Their study has estimated that output subsidies have led to a 30 per cent overproduction of rice and wheat — both water-intensive crops — and excess groundwater extraction that some environmental scientists fear could push India’s grain-basket states towards desertification.
“Most, if not all, subsidies are well-intentioned. However, the costs they have come to impose on the environment have broadly been ignored in policy design,” Esha Zaveri, an environmental economist with the World Bank in Washington DC who led the study, told The Telegraph.
Zaveri and her collaborators focused on two states — Punjab and Madhya Pradesh — with different groundwater regimes.
Punjab is part of the thick northern alluvial plains where wheat and rice have been cultivated for decades. Here, groundwater levels have fallen by over eight metres on average and even up to 30 metres in some regions. Madhya Pradesh, in central India, has hard rock aquifers where wells get depleted and replenished annually.
The average groundwater depth in Punjab fell by about 100 per cent between 1981 and 2015. The post-monsoon groundwater depth, for instance, dropped from about 5 metres below ground level in the early 1980s to 10 metres below ground level by 2015.
The study, published earlier this month in the journal Nature Communications, has suggested that the increased rice cultivation, induced by government procurement of rice, may have accounted for at least 50 per cent of the fall in groundwater levels in Punjab over that period.
In Madhya Pradesh, government procurement of wheat appeared to have expanded wheat cultivation. Between 2000 and 2007, the area under wheat cultivation in Madhya Pradesh grew at 3 per cent annually. It nearly doubled to 5.8 per cent annually between 2008 and 2015 after the state government in 2008 announced a bonus on top of the national minimum support price.

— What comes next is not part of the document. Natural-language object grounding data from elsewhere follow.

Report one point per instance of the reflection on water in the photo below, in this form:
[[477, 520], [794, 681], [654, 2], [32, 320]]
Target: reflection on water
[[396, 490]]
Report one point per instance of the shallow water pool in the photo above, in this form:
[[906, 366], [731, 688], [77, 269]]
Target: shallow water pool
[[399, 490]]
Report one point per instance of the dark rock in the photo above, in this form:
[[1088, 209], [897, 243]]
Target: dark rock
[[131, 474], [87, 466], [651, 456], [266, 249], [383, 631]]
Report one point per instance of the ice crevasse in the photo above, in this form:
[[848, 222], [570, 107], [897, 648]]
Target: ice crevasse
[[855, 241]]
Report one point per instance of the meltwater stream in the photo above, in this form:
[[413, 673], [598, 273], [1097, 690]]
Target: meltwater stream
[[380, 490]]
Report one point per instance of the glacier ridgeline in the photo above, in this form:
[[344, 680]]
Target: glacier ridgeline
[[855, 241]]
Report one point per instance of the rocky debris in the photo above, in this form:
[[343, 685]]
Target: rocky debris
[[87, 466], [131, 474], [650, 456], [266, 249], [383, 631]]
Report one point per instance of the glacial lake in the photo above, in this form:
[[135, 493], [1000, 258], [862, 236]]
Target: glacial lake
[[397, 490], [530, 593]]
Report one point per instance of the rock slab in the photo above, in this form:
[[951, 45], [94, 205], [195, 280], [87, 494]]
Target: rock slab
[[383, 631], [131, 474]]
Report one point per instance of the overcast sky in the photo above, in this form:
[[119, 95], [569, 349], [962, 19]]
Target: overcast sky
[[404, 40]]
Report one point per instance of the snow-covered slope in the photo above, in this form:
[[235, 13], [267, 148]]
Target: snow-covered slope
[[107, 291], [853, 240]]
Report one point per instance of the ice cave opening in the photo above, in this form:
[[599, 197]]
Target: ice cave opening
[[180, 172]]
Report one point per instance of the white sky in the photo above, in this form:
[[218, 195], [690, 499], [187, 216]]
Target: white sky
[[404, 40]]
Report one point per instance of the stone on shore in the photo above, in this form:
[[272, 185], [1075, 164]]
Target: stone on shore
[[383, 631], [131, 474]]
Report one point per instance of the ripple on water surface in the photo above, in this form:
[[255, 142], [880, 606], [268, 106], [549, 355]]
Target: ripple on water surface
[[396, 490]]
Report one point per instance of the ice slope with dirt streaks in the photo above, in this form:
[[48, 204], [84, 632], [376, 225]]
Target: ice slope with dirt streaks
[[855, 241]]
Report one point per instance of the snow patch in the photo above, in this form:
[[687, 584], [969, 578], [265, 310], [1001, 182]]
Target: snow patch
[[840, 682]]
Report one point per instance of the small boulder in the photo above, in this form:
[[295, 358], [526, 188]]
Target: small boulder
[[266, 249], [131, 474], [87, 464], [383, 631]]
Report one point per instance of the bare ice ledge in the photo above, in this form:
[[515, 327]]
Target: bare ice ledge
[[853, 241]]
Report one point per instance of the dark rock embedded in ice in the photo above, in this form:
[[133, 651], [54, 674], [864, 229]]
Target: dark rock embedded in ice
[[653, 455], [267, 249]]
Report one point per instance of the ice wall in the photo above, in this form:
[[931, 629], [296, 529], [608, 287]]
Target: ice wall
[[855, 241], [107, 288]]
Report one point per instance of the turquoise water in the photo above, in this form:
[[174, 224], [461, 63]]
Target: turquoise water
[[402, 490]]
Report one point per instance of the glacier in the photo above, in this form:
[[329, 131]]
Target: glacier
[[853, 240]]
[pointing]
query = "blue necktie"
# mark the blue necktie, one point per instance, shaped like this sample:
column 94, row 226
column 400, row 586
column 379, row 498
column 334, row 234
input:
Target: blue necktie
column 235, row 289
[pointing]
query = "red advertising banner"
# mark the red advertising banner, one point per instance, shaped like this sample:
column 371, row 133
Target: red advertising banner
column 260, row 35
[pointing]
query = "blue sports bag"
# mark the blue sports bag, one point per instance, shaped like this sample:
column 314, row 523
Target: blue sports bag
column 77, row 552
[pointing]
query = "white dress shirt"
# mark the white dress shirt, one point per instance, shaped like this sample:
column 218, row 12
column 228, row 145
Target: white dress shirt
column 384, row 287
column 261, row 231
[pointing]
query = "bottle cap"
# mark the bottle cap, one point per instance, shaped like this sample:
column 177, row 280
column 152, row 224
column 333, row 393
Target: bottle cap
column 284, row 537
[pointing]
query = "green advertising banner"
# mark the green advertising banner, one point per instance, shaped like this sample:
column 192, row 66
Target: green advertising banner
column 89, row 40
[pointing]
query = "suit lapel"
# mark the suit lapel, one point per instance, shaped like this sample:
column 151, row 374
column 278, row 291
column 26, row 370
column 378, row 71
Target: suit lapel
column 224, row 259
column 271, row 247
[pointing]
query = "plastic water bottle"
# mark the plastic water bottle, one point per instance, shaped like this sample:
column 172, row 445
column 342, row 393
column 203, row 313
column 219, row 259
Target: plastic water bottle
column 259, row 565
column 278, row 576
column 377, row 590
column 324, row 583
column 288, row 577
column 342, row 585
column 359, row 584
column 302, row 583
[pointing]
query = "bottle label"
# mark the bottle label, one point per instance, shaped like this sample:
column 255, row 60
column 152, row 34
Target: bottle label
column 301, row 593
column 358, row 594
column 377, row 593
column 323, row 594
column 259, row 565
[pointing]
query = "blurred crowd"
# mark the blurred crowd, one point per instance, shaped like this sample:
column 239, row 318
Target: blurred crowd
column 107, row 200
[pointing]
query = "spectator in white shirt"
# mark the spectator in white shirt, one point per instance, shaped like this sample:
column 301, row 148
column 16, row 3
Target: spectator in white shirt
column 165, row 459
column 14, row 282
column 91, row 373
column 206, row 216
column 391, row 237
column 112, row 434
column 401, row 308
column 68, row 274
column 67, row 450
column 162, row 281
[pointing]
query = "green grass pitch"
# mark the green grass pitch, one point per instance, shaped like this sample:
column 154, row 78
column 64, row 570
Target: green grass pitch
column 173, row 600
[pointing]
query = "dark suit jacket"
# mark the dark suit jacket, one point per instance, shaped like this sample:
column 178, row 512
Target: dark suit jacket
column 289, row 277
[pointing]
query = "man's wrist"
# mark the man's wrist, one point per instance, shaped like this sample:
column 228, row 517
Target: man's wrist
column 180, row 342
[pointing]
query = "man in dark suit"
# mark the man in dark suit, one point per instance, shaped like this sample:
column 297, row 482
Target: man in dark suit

Government wheat procurement in Madhya Pradesh increased by nearly 70 per cent between 2007 and 2016. The study has found that, alongside that procurement, the incidence of dry wells increased by 5.3 per cent and the need for deep tubewells increased by 3.4 per cent over that period.
The thick alluvial groundwater layers in northern India are potential buffers against any aberrant weather behaviour induced by climate change and take centuries to recharge. The researchers have cautioned that groundwater depletion there has exposed India’s most productive agricultural regions to the possibility of desertification.
“Policymakers in India should consider rethinking how they provide subsidies to farmers and consumers for securing their own future,” Zaveri and her colleagues, Shoumitro Chatterjee at the Johns Hopkins University School of Advanced International Study and Rohit Lamba at the department of economics at Cornell University, wrote in their study.
Governments could consider implementing policies that compensate farmers for income losses from market volatility and strategies that enhance farmers’ resilience against climate change, the researchers said.
“Policy design should balance direct subsidies with funds for agriculture innovation and research,” they wrote, while acknowledging that “successfully moving away to alternative systems will require trust-building and convincing farmers that alternative systems of support and subsidies that are not linked to water-intensive crops can work”.
“The most formidable resilience against climate change will come from new technology,” Zaveri said.
While the Indian Council of Agricultural Research has a nationwide network of laboratories involved in climate-resilient farming, she said, “they and other agricultural universities need more resources to do better work”.
“To that end, we need to step up investments in agriculture research,” Zaveri said.